Opinion | Columnists
On finding the silver lining behind every dark cloud
The other day, I took my car for an automated wash. Like a child, I've always savoured the glee of going through that experience and always insist on sitting inside during the wash.
- Image Credit: Illustration by Nino Jose Heredia/Gulf News
The other day, I took my car for an automated wash. Like a child, I've always savoured the glee of going through that experience and always insist on sitting inside during the wash.
Giant brushes, scrubbing the exterior, lathering it with soap and then those jets of water. It's a lovely feeling to be sitting completely dry, watching water splish sploshing on the windscreen.
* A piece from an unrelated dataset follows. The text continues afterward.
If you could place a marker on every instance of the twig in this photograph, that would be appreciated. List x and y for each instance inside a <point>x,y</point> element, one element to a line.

It's like being under a waterfall without having to wet a single hair.
I emerged from the experience not just with a squeaky clean car, but also a huge smile which refused to go away for a long time.
I don't think I remember smiling like this even when I bought the first diamond set of my life, an exquisitely crafted masterpiece that I put away in the safe deposit and completely forgot about.
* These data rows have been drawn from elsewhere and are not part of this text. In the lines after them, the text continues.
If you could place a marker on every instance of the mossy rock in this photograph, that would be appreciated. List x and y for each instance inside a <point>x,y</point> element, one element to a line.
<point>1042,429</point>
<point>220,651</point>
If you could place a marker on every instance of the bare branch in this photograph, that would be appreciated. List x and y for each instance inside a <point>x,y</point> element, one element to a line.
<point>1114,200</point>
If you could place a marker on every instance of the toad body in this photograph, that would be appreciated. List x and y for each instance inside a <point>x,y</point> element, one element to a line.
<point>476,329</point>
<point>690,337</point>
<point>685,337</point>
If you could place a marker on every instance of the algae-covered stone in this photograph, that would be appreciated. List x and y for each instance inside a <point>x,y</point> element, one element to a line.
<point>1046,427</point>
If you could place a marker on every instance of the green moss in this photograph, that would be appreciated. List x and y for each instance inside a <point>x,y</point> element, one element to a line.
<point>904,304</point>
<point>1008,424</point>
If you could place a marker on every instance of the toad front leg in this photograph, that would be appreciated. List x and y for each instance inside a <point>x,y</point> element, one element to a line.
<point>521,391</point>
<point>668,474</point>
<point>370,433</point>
Is it really silly of me to feel happy experiencing an auto car wash, or walking barefoot on dewy grass or hearing the pop sound of the corn on the pan at home?
Apparently what I suspected all along is at least a major theory being propounded today that happiness is not a cheque you can encash at a bank.
Professor Richard Layard of the London School of Economics in his recent treatise on happiness says that countries that have been in the top slot for increasing GDPs have witnessed a fall in the general level of happiness in their people and calls this the paradox of our lives.
He says people want more money but as societies have got richer, they haven't got any happier.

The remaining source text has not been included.